One of Mr. Teitelbaum’s greatest acheivements was the completion of Transformation AGO in 2008, a landmark expansion project that resulted in a 47 per cent increase in gallery and exhibition space and a complete refurbishment of the building. He was instrumental in securing a $100-million gift from collector and business leader Ken Thomson to complete the Gallery’s $306-million campaign, as well as the donation of the greatest collection of art ever gifted to a Canadian museum. Teitelbaum’s steadfast belief in the power of art to transform lives has led to the creation of several groundbreaking programs and exhibitions that redefined the AGO and its role in the cultural landscape of Toronto and Canada.

“I am most proud to have worked with a remarkable and dedicated Board, staff and volunteers to situate the AGO as a truly civic institution, with international reach, at the service of our citizens,” says Teitelbaum. “The AGO is increasingly a gathering place for the discussion of ideas and the experience of art, offering a sense of community and belonging. Driving our efforts is a deep commitment to showing and celebrating great art by great artists. Our shared accomplishments make this move bittersweet, and I thank everyone who has believed in the AGO and contributed to its success. I am honoured and delighted to join the MFA at this exciting time in its history, and look forward to bringing what I have learned from Toronto and its people to the city of Boston.”

Teitelbaum succeeds Malcolm Rogers, who will retire when Teitelbaum assumes his role at the MFA on August 3, 2015. His last day at the AGO will be June 26, 2015, and the AGO Board of Trustees will commence the search for his successor immediately.

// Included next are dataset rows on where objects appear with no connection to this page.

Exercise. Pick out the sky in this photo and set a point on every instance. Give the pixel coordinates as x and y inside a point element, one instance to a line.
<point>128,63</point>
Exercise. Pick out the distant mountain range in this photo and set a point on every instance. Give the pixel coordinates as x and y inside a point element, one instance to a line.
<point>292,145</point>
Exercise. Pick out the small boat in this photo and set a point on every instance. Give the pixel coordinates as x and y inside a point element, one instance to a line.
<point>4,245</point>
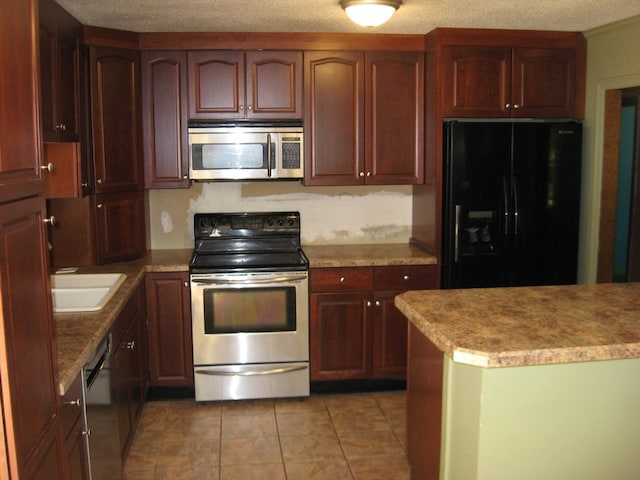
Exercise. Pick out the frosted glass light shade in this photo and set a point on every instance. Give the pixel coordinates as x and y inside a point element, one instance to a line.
<point>370,13</point>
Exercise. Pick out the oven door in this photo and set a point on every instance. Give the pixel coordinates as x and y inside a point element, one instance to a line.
<point>250,318</point>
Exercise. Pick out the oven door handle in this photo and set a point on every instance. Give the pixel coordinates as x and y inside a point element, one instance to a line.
<point>271,371</point>
<point>246,280</point>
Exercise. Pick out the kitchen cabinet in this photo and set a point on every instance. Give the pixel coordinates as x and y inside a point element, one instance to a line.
<point>30,446</point>
<point>74,431</point>
<point>355,330</point>
<point>164,119</point>
<point>364,118</point>
<point>60,87</point>
<point>170,344</point>
<point>233,84</point>
<point>506,82</point>
<point>129,366</point>
<point>98,229</point>
<point>116,120</point>
<point>27,355</point>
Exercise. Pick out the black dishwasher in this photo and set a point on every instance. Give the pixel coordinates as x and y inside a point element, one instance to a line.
<point>102,416</point>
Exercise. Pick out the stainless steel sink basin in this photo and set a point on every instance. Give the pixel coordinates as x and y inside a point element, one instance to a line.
<point>80,292</point>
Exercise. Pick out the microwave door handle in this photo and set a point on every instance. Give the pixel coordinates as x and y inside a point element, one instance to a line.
<point>269,149</point>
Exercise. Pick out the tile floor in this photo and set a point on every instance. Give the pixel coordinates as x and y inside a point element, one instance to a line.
<point>326,436</point>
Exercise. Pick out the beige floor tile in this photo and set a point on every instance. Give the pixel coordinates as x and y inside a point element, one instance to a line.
<point>337,469</point>
<point>253,472</point>
<point>394,467</point>
<point>365,444</point>
<point>359,420</point>
<point>247,407</point>
<point>356,401</point>
<point>313,403</point>
<point>245,451</point>
<point>249,426</point>
<point>305,423</point>
<point>310,447</point>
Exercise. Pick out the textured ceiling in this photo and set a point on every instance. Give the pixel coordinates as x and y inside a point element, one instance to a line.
<point>413,17</point>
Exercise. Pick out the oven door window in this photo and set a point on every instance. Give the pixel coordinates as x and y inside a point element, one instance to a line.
<point>234,310</point>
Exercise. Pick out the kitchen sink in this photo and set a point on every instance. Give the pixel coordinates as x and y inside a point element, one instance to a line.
<point>83,292</point>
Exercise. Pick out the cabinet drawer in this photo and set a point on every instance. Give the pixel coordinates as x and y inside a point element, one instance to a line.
<point>406,277</point>
<point>341,279</point>
<point>72,405</point>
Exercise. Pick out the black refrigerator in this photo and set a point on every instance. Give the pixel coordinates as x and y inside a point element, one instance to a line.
<point>511,203</point>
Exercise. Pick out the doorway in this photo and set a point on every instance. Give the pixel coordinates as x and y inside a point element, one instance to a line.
<point>619,235</point>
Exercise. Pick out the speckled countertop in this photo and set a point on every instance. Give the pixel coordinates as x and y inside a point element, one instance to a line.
<point>79,334</point>
<point>366,255</point>
<point>503,327</point>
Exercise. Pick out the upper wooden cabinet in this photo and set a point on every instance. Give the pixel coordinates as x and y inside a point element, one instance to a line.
<point>364,118</point>
<point>164,119</point>
<point>59,73</point>
<point>509,74</point>
<point>230,84</point>
<point>116,119</point>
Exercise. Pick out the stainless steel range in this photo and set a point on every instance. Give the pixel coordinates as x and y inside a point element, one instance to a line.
<point>250,306</point>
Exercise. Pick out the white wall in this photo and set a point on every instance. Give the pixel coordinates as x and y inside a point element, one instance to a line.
<point>613,62</point>
<point>337,215</point>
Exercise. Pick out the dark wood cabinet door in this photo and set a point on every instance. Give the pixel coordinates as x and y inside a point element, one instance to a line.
<point>19,94</point>
<point>170,345</point>
<point>394,118</point>
<point>117,149</point>
<point>389,338</point>
<point>120,226</point>
<point>544,82</point>
<point>164,119</point>
<point>274,84</point>
<point>216,84</point>
<point>340,336</point>
<point>334,118</point>
<point>59,73</point>
<point>476,81</point>
<point>28,360</point>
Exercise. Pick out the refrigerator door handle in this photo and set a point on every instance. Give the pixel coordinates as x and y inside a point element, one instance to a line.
<point>456,234</point>
<point>516,209</point>
<point>505,211</point>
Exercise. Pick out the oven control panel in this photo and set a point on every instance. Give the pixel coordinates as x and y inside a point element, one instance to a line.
<point>208,225</point>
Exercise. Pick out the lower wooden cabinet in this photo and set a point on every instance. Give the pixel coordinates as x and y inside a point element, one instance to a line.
<point>356,331</point>
<point>129,366</point>
<point>73,430</point>
<point>170,345</point>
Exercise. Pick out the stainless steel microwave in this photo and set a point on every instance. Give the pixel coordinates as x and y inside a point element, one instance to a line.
<point>246,152</point>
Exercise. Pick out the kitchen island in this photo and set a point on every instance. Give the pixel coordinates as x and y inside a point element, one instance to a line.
<point>526,383</point>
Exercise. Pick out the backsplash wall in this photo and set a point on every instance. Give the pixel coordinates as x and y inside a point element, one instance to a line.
<point>330,215</point>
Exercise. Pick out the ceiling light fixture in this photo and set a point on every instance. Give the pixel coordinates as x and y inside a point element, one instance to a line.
<point>370,13</point>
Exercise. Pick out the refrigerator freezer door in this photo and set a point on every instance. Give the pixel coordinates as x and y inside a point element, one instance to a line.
<point>476,204</point>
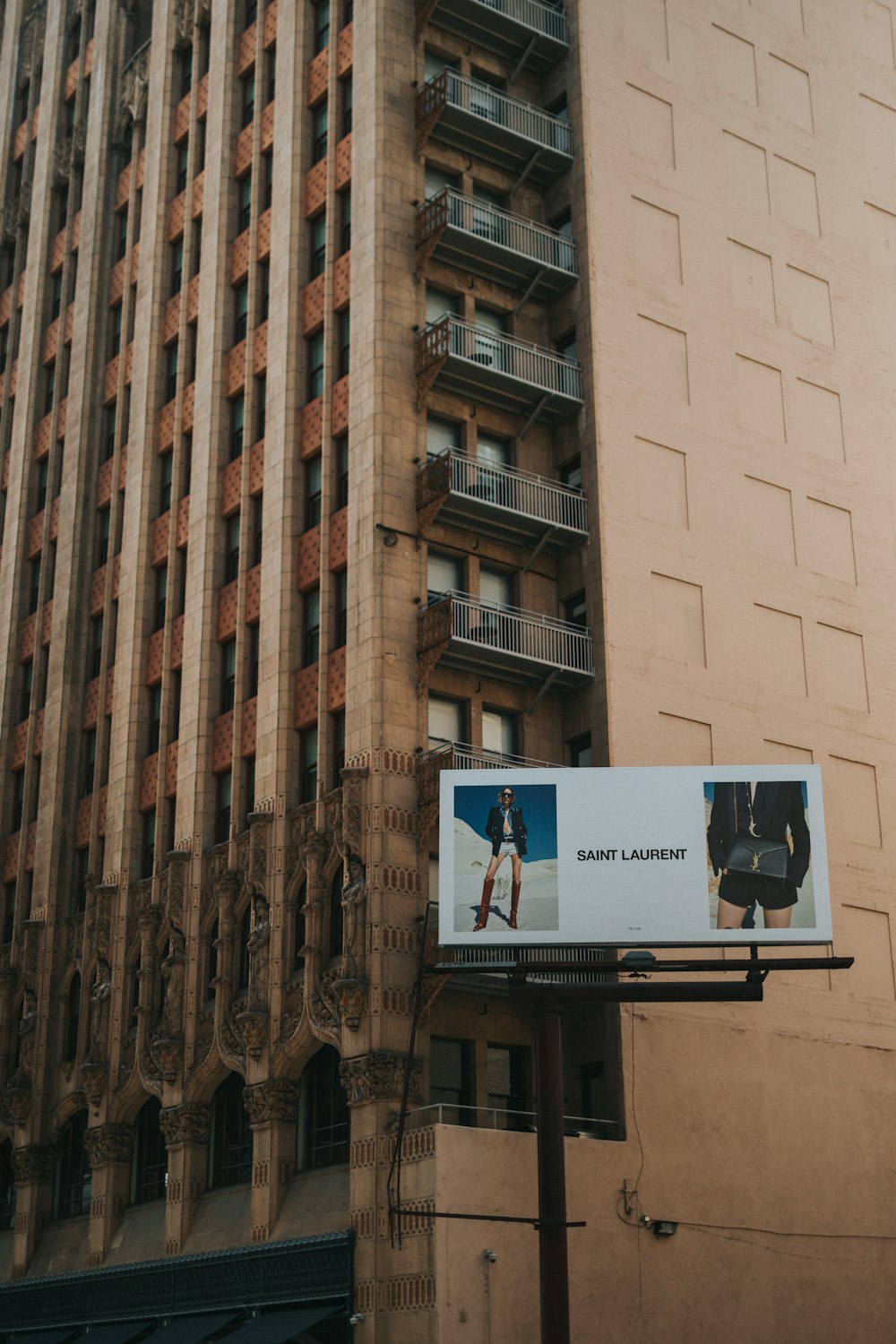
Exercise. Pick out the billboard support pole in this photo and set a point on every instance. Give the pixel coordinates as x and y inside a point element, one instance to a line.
<point>552,1215</point>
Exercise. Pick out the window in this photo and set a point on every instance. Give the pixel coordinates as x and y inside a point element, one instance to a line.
<point>446,720</point>
<point>228,675</point>
<point>155,719</point>
<point>505,1073</point>
<point>498,731</point>
<point>150,1163</point>
<point>73,1169</point>
<point>230,1142</point>
<point>231,548</point>
<point>319,245</point>
<point>308,765</point>
<point>324,1112</point>
<point>237,426</point>
<point>312,492</point>
<point>452,1081</point>
<point>223,790</point>
<point>314,367</point>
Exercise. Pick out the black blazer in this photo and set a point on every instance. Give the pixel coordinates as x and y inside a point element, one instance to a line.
<point>495,830</point>
<point>777,808</point>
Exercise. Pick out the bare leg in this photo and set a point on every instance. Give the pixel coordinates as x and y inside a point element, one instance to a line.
<point>729,917</point>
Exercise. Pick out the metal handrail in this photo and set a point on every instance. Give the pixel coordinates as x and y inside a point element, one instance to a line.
<point>530,634</point>
<point>522,118</point>
<point>493,225</point>
<point>508,487</point>
<point>532,365</point>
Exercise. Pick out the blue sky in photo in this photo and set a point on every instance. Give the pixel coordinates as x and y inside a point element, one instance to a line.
<point>538,803</point>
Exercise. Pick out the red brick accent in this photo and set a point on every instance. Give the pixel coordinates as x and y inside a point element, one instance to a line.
<point>314,306</point>
<point>343,281</point>
<point>35,535</point>
<point>260,349</point>
<point>183,523</point>
<point>257,468</point>
<point>160,531</point>
<point>244,151</point>
<point>312,435</point>
<point>82,822</point>
<point>91,704</point>
<point>306,696</point>
<point>336,680</point>
<point>222,742</point>
<point>230,487</point>
<point>308,572</point>
<point>316,188</point>
<point>19,745</point>
<point>247,728</point>
<point>148,781</point>
<point>155,650</point>
<point>104,486</point>
<point>339,408</point>
<point>253,594</point>
<point>171,769</point>
<point>344,161</point>
<point>237,368</point>
<point>177,642</point>
<point>228,612</point>
<point>339,539</point>
<point>316,77</point>
<point>344,51</point>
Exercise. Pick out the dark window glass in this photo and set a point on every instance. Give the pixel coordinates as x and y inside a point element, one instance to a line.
<point>150,1166</point>
<point>73,1169</point>
<point>230,1150</point>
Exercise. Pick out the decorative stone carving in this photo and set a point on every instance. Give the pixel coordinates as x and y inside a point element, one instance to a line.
<point>109,1144</point>
<point>37,1161</point>
<point>379,1077</point>
<point>274,1099</point>
<point>185,1124</point>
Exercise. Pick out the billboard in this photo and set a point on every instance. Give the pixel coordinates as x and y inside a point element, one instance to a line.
<point>664,857</point>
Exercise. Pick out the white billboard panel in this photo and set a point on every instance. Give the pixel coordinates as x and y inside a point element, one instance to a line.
<point>661,857</point>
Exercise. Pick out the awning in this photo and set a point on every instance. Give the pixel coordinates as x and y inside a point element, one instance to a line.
<point>188,1330</point>
<point>280,1327</point>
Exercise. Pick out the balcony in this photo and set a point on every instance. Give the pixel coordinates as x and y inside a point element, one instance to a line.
<point>487,124</point>
<point>509,374</point>
<point>532,34</point>
<point>478,636</point>
<point>501,502</point>
<point>458,755</point>
<point>536,261</point>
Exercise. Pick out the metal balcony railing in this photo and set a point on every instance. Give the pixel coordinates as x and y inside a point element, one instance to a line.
<point>528,31</point>
<point>495,244</point>
<point>500,370</point>
<point>482,121</point>
<point>501,500</point>
<point>473,633</point>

“Matthew has built a strong and dedicated team and has charted an ambitious and clear path forward. He has positioned the AGO well for continued success,” says Granovsky Gluskin. “The Board of Trustees has full confidence that the AGO has a solid foundation for the next Director and CEO to build upon, and we will reach ambitiously for our future.”
Matthew Teitelbaum joined the Art Gallery of Ontario (AGO) in 1993 as Chief Curator and in 1998 became its fifth Director and CEO. Under Teitelbaum’s leadership, the AGO completed a $306-million transformation in 2008, realized by Toronto-born architect Frank Gehry. Transformation AGO, supported by both the community and the leadership gift of Ken Thomson and his family, resulted in increased and interconnected art-viewing space and more than 2,000 works added to the Gallery’s permanent collection. With new galleries for contemporary, historical European and Canadian art developed, the AGO continues to cultivate new strategies to engage its diverse and growing audiences. The Weston Family Learning Centre, a hub for community creativity and learning, opened in 2011 and serves as a gathering place for hands-on and online exploration of the creative process. Both projects were developed to reflect the AGO’s mission by connecting people with art in new and innovative ways and emphasizing creativity and imagination.
During Teitelbaum’s tenure, the AGO has acquired nearly 60,000 works of art. In addition to the Thomson collections of Canadian and European art, as well as European devotional sculpture, ivories, carvings and historical ship models, which accompanied the family’s monetary support of the AGO’s transformation, Teitelbaum has been instrumental in securing the Murray Frum collection of African art; the Gottlieb collection of prints by James Tissot and Andre Masson; significant collections of photography; the Frick-Eggert Archive of more than 300 works on paper; and major works by such artists as Gian Lorenzo Bernini, Pierre Bonnard, Paul Cézanne, Maurice Denis, Vincent van Gogh, Rodney Graham, Mona Hatoum, Mike Kelley, Fernand Leger, Gerhardt Richter and Kara Walker.
Prior to joining the AGO, Teitelbaum held curatorial positions with the Institute of Contemporary Art, Boston; the Mendel Art Gallery, Saskatoon; and the London Regional Art Gallery in London, Ontario.
Teitelbaum is actively involved in national, North American and international visual arts organizations and is a past president of the Association of Art Museum Directors. He is also a member of the Canadian Art Museum Directors’ Organization and The International Group of Organizers of Large Scale Exhibitions.